BENİ MERAK EDENLERE MESAJIMDIR
Gazetecilik mesleğinde 30 yılı çoktan devirdik. Afyon’da da meslektaşlarımızın bir çoğunda emeğimiz vardır. Meslektaşlarıma her zaman mesleki olarak doğruları anlatmaya çalıştım.
Anlayan anladı, anlamayana da diyeceğim bir şey yok.
Gazetecilik mesleğinde dostu ve dost olmayanı az çok biliriz.
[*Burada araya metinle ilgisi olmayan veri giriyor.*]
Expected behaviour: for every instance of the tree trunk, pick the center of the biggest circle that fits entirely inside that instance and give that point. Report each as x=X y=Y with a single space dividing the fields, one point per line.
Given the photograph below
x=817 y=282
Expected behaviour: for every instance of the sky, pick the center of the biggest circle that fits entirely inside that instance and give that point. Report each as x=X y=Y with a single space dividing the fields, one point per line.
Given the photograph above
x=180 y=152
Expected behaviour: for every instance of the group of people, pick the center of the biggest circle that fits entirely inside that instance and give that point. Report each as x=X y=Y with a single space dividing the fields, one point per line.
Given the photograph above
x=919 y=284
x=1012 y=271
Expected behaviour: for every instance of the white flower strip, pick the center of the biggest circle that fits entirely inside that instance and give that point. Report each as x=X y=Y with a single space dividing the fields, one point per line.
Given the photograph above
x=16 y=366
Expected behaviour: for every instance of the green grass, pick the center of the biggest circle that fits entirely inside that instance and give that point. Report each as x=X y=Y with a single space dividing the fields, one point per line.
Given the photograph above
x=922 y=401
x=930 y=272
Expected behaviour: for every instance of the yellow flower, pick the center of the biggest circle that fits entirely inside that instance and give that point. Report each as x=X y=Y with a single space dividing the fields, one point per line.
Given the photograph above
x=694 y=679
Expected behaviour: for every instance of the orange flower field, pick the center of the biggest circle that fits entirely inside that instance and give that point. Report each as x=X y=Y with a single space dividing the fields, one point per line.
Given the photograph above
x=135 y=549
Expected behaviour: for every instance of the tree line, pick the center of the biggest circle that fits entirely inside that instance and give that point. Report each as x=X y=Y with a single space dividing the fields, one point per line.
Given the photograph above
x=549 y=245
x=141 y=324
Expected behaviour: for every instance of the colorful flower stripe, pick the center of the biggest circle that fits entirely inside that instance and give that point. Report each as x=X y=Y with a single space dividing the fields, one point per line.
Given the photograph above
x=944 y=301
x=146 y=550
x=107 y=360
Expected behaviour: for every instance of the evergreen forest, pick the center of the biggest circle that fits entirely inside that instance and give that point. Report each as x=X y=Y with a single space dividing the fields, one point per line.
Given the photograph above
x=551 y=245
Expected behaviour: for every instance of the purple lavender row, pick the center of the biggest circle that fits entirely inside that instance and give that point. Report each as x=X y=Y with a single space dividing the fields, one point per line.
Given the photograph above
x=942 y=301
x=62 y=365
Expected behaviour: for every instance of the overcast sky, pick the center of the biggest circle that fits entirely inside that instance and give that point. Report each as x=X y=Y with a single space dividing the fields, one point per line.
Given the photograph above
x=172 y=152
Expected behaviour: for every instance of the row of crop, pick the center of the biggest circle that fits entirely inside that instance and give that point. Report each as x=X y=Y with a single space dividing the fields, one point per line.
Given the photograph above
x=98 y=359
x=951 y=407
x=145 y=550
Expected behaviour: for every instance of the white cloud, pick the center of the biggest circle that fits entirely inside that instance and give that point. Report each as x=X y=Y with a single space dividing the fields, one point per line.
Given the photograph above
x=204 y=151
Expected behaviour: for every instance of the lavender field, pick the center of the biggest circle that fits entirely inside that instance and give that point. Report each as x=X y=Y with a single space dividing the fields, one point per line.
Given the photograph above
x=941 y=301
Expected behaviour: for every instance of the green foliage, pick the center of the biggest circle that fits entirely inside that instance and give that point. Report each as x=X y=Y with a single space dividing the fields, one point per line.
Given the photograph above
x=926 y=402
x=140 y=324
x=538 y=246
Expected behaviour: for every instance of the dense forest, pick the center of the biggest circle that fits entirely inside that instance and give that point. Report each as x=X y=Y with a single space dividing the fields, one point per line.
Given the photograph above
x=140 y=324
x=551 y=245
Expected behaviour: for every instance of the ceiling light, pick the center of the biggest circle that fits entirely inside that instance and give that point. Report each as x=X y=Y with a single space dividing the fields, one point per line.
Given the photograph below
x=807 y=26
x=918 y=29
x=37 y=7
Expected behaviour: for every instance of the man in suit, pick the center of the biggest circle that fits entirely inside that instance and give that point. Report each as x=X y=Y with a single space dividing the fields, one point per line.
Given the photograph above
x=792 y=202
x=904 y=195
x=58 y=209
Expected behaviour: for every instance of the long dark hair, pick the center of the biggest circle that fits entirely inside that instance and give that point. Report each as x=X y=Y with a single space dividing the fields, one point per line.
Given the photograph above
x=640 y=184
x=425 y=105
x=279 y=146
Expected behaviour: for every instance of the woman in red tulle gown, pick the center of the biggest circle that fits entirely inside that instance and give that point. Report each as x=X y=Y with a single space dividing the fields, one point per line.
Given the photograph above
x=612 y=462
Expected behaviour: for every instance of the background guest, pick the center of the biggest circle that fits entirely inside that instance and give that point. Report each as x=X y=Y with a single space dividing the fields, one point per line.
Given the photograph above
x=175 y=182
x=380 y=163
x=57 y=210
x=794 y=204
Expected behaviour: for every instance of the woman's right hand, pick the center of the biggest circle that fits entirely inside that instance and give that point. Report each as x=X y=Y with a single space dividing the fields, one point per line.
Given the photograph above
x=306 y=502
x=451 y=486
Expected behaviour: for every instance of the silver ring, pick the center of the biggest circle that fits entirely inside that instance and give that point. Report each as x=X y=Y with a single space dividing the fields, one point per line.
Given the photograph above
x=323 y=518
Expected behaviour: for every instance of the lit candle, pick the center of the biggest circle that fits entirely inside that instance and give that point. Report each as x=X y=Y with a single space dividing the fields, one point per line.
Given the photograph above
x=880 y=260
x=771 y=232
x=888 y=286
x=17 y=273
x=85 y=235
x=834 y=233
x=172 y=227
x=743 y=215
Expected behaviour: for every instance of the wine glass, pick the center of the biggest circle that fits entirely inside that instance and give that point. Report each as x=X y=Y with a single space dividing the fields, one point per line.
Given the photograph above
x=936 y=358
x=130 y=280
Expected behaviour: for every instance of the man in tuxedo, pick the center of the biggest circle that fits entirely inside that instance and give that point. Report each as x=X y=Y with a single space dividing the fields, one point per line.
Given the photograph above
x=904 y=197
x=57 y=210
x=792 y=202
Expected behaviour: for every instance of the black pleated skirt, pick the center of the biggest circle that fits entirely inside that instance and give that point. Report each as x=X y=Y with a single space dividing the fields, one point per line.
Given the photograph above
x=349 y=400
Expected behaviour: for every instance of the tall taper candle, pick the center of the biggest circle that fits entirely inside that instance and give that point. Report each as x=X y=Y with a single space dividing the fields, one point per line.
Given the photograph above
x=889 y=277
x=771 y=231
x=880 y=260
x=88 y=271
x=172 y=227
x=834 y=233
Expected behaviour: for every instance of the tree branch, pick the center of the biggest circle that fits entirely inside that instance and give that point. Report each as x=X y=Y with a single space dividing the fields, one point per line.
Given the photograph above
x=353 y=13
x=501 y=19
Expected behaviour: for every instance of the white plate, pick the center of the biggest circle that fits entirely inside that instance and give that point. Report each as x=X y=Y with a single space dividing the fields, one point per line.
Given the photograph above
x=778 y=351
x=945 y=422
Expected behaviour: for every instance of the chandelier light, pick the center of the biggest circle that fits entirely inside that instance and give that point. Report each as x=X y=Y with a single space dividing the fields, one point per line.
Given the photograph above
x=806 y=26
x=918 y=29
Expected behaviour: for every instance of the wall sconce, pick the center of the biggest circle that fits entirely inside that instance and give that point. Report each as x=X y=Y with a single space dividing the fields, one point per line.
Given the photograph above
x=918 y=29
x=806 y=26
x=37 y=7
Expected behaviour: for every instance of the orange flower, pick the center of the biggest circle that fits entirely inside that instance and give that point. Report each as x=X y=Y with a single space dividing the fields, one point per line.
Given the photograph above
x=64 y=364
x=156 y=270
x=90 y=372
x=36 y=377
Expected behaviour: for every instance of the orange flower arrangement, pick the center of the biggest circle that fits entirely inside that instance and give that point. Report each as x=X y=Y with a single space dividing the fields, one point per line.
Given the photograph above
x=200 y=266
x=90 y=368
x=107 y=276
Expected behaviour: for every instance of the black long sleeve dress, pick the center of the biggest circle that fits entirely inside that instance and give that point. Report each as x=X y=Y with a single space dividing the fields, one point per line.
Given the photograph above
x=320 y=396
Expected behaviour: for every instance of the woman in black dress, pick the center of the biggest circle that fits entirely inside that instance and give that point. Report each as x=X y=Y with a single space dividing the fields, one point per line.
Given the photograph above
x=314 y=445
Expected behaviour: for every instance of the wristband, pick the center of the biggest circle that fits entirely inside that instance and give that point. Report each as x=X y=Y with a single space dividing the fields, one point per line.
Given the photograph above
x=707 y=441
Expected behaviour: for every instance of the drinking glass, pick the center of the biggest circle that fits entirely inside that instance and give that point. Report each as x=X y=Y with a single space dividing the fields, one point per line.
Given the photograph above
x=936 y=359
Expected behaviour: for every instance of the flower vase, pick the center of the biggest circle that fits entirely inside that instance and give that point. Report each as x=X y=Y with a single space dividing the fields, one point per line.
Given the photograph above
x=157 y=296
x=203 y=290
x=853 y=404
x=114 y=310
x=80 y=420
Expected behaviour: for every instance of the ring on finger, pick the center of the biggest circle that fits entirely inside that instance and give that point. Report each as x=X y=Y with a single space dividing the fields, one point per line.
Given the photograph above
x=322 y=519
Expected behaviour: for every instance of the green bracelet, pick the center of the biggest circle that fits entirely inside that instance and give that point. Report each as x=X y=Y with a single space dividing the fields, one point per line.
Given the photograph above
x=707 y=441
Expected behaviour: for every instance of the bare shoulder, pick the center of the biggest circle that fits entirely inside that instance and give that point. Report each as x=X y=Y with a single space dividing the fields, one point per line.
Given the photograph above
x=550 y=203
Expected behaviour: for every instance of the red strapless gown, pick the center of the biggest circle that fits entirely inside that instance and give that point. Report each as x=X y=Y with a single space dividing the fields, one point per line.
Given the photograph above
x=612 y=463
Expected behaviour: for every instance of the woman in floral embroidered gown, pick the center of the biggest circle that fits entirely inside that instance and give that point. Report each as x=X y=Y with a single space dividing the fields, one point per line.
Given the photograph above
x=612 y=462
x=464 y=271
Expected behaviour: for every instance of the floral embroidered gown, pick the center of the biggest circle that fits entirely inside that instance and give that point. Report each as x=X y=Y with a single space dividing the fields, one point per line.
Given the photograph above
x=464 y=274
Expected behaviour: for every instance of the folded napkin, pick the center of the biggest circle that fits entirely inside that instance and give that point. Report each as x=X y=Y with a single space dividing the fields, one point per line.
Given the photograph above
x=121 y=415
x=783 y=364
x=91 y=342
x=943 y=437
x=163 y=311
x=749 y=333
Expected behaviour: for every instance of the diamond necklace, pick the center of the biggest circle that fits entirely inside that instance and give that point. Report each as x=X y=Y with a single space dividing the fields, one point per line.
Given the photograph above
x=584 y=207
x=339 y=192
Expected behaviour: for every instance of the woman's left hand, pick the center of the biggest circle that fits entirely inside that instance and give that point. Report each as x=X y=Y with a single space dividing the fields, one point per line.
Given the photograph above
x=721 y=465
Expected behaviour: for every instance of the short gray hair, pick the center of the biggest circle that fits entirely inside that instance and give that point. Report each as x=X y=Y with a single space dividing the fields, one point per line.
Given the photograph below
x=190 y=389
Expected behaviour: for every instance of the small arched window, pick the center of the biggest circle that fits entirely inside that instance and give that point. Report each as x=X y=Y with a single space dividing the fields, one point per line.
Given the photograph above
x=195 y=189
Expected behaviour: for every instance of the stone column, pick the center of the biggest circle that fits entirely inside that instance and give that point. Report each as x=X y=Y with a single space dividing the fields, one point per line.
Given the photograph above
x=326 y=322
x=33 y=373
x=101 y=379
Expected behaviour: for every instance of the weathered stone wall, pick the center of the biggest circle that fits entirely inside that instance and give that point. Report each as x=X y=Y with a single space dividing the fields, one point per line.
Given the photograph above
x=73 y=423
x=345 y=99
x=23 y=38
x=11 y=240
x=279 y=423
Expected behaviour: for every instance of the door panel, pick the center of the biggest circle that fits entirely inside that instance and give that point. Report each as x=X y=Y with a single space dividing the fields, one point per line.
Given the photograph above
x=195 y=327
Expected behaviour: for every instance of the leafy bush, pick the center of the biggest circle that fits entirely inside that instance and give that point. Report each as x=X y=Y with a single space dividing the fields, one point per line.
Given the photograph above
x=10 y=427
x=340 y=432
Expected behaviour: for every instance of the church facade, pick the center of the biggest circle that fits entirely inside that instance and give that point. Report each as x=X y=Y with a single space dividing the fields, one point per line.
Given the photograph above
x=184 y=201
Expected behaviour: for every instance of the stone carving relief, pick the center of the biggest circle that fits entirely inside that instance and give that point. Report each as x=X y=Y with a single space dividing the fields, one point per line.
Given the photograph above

Bugün ise, dost olmayanlar zeytinyağı gibi su yüzüne çıktı.
Dost olmayanlar doğruları bildikleri halde büyük zevkle yalan-dolan anlatıyorlar.
Hani derler ya, meyve veren ağaç taşlanır.
O misal, şimdiye kadar yardım ettiğimiz, her dert ve tasasında yanında yer aldığımız tanıdık isimler bunlar.
İsmi malum kişilere hiçbir şey öğretememişim.
Yetiştirdiğimiz ya da emeğimizin olduğu herkes dört dörtlük olacak diye bir şey yok.
İşte geldik gidiyoruz.
Önemli olan hoş bir seda bırakabilmek.
Şunu ifade etmek isterim ki, gazetecilik konusunda şunu hep söyledim.
-Önce insan, sonra gazeteci
Hani derler ya, sen ne anlatırsan anlat, karşındaki anlamak ve anlatmak istediği kadar anlarmış.
Boşuna yorulmuşum.
Ömrüm yettiğince bu meslekte kalıp, hep doğruları yazıp doğruları anlatacağımı bilmenizi isterim.
Her şeyi yüce Mevlam bilir, Allah’ın dediği olur.
Rabbim doğrunun yanındadır ve yalan dolan peşinde olanları Allah’a havale ediyorum.